Fricke lavorò su arrangiamenti semplici ma non scarni, preferendo una strumentazione acustica in larga parte di stampo "colto" (piano, clavicembalo, oboe, violino), con componenti rock nelle chitarre, più il tocco di esotismo della tamboura (uno strumento a corde indiano ideale per produrre bordoni). I suoi raffinati comprimari furono il chitarrista Conny Veit degli Amon Duul II, la soprano giapponese Djong Yun, il violinista Fritz Sonnleitner, Robert Eliscu all’oboe e Klaus Wiese alla tamboura.

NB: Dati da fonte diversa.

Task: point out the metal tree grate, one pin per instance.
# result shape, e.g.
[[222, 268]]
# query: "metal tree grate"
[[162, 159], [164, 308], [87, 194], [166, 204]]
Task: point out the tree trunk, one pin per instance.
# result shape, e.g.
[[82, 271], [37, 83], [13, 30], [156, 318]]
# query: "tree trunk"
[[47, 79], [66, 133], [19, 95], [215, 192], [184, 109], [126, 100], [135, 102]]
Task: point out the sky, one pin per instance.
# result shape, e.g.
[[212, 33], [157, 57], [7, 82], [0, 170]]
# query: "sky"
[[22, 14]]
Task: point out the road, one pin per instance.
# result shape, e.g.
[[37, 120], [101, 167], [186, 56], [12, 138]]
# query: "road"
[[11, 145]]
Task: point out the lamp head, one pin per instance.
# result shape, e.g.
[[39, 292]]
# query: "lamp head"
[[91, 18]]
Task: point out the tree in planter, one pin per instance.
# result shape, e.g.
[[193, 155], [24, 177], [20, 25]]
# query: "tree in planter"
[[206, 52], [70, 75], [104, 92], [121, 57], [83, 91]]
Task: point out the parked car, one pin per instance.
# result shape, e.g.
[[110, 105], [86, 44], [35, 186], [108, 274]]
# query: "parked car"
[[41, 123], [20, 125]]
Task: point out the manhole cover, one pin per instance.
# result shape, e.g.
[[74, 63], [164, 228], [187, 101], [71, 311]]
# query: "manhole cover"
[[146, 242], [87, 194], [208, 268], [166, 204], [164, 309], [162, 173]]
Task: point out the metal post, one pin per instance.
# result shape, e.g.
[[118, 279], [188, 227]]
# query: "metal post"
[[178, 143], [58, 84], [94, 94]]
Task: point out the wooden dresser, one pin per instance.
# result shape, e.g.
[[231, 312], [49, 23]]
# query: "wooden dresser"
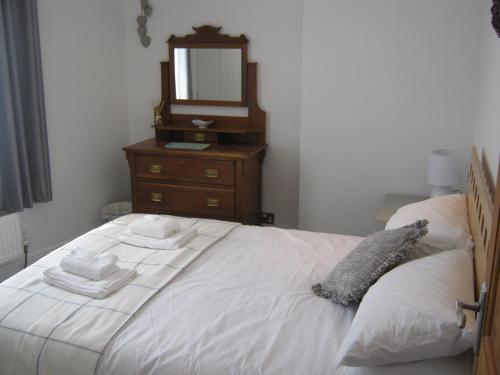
[[223, 181]]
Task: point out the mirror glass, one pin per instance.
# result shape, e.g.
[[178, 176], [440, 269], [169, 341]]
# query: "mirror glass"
[[208, 74]]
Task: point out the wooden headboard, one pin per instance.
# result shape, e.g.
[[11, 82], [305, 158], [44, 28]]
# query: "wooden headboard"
[[480, 208]]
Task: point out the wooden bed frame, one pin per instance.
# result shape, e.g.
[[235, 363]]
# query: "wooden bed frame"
[[484, 210]]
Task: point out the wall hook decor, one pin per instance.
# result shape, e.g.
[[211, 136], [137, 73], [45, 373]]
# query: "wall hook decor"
[[495, 16], [142, 20]]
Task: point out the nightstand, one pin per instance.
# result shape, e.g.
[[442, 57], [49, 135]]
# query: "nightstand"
[[392, 202]]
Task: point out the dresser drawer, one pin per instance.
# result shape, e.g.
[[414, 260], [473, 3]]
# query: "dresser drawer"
[[214, 172], [191, 200]]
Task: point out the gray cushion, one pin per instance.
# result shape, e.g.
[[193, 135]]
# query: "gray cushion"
[[377, 254]]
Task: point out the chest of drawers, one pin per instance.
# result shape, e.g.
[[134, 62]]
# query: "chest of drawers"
[[223, 182]]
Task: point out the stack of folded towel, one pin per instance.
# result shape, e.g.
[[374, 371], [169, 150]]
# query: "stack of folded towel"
[[88, 273], [157, 232]]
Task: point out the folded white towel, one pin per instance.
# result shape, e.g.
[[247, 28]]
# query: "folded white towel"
[[177, 241], [80, 285], [155, 226], [84, 253], [96, 268]]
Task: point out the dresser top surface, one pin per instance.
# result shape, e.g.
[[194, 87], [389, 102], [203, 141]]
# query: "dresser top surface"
[[234, 151]]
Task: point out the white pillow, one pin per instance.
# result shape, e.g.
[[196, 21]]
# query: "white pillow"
[[409, 314], [448, 224]]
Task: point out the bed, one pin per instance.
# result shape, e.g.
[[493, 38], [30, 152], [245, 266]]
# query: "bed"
[[244, 306]]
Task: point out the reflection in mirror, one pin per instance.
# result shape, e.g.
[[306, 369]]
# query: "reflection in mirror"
[[208, 74]]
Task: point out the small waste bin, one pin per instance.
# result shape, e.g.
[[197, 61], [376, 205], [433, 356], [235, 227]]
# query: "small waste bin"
[[114, 210]]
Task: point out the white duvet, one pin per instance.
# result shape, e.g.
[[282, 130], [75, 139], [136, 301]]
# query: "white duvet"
[[245, 307]]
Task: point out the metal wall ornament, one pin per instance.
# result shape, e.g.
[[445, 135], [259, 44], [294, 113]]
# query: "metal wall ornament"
[[495, 16], [142, 20]]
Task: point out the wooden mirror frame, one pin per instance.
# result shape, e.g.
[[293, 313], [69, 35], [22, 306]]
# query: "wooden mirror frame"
[[209, 37]]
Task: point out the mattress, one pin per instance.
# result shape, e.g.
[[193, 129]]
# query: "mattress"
[[245, 307]]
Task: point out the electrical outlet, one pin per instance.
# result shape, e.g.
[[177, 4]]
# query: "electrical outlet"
[[267, 218]]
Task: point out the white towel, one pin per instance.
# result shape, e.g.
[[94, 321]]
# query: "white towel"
[[80, 285], [84, 253], [155, 226], [96, 268], [177, 241]]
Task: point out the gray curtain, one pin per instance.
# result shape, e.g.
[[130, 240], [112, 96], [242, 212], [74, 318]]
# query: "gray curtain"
[[24, 154]]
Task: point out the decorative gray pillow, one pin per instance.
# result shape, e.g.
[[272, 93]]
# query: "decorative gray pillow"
[[377, 254]]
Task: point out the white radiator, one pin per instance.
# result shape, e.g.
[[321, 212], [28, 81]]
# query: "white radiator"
[[11, 237]]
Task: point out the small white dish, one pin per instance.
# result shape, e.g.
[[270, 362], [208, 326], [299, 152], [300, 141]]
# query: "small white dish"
[[202, 124]]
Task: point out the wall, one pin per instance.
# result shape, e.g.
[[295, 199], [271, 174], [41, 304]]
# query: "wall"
[[487, 131], [274, 31], [382, 84], [83, 51]]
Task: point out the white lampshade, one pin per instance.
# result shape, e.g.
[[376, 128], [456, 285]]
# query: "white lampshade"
[[443, 168]]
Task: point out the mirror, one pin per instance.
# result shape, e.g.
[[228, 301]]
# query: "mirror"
[[208, 68], [208, 74]]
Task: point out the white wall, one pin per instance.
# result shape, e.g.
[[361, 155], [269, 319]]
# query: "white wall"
[[382, 84], [274, 31], [83, 51], [487, 131]]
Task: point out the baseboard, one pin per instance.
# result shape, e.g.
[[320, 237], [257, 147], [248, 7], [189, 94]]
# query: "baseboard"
[[14, 266]]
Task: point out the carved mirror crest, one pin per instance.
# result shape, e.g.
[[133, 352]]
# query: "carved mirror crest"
[[208, 68]]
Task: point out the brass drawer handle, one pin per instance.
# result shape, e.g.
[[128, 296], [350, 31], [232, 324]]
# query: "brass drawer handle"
[[199, 137], [157, 197], [211, 173], [155, 168], [212, 202]]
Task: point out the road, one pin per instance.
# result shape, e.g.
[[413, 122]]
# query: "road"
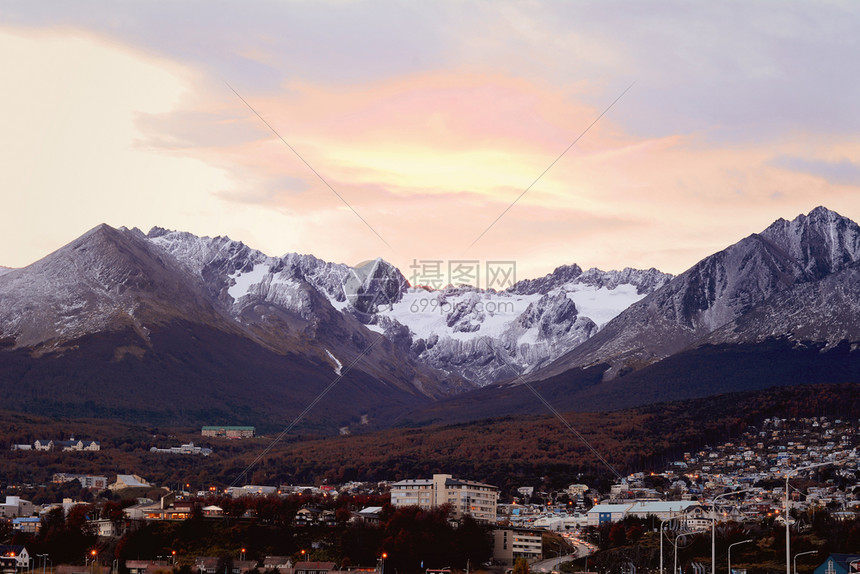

Fin dai primi ascolti, sono due le cose che colpiscono: la prima è l’assoluta assenza di percussioni, che bagna i brani di un’a-temporalità fluida, poetica e trascendente; la seconda è la potenza d’amore sprigionata dalle otto tracce: un amore altro, divino, fortemente interiorizzato; un amore sincero e puro per tutto ciò che è vita. "Hosianna Mantra" è l’esperire la vita nel mentre di una contemplazione d’amore cosmico. In questo senso, i Popol Vuh passarono da una kosmische musik claustrofobica e futurista a una kosmische musik ecumenica e sacrale, che anticipava certa new age immaginifica.
Il disco si divide in due parti: "Hosianna Mantra" e "Das V Buch Mose". L’apertura è affidata a "Ah!", che inizia con una sonata per pianoforte romantica e minimale sulla quale si adagiano note fluttuanti di chitarra e tamboura. Il finale presenta una vertiginosa fuga per pianoforte e chitarra elettrica. Il secondo pezzo è il Kyrie, litania cristiana facente parte della messa cantata, che si distende su un’aria bachiana per violino, piano e soprano.
Il simbolo della poetica religiosa dei Popol Vuh è, però, la title track, l’Hosianna-Mantra. È in questa lunga jam metafisica che si condensano perfettamente due tipi di ritualità distanti fra loro: l’inno a Cristo (l’Osanna) e la liturgia induista costituita dalla ripetizione continua di una stessa formula o parola (il mantra). Un piano sognante e una chitarra psichedelica compongono la tessitura armonica che sorregge gli echi barocchi dell’oboe e la salmodia di Djong Yun.
La seconda parte si ispira alle narrazioni bibliche del V libro di Mosè: "Abschied" si consuma nel pianto di gioia dell’oboe segnato da una malinconica purezza; il canto di benedizione di "Segnung" si presenta come un lied ieratico di leggiadria inaudita. Infine, incastonata tra i due brevi intermezzi di "Andacht", si trova la gemma ineffabile intitolata "Nicht Hoch Im Himmel": emanazione di una luminosità oscura, donatrice di una sofferente quiete, figlia di una triste gioia, questa composizione risulta, nella sua atmosfera, un vero e proprio ossimoro capace di toccare il fiore delle tenebre e della luce.
La ristampa di "Hosianna Mantra" del 2004 ad opera della SPV include anche il pezzo "Maria (Ave Maria)", in origine inclusa in un 45 giri insieme a "Be In Love". Il fascino dei testi sacri continuerà ad ammaliare Fricke, che comporrà altri lavori di rock religioso; tuttavia, nemmeno nelle pur valide colonne sonore composte per i film di Werner Herzog, i Popol Vuh raggiungeranno più le vette di questo silenzioso capolavoro.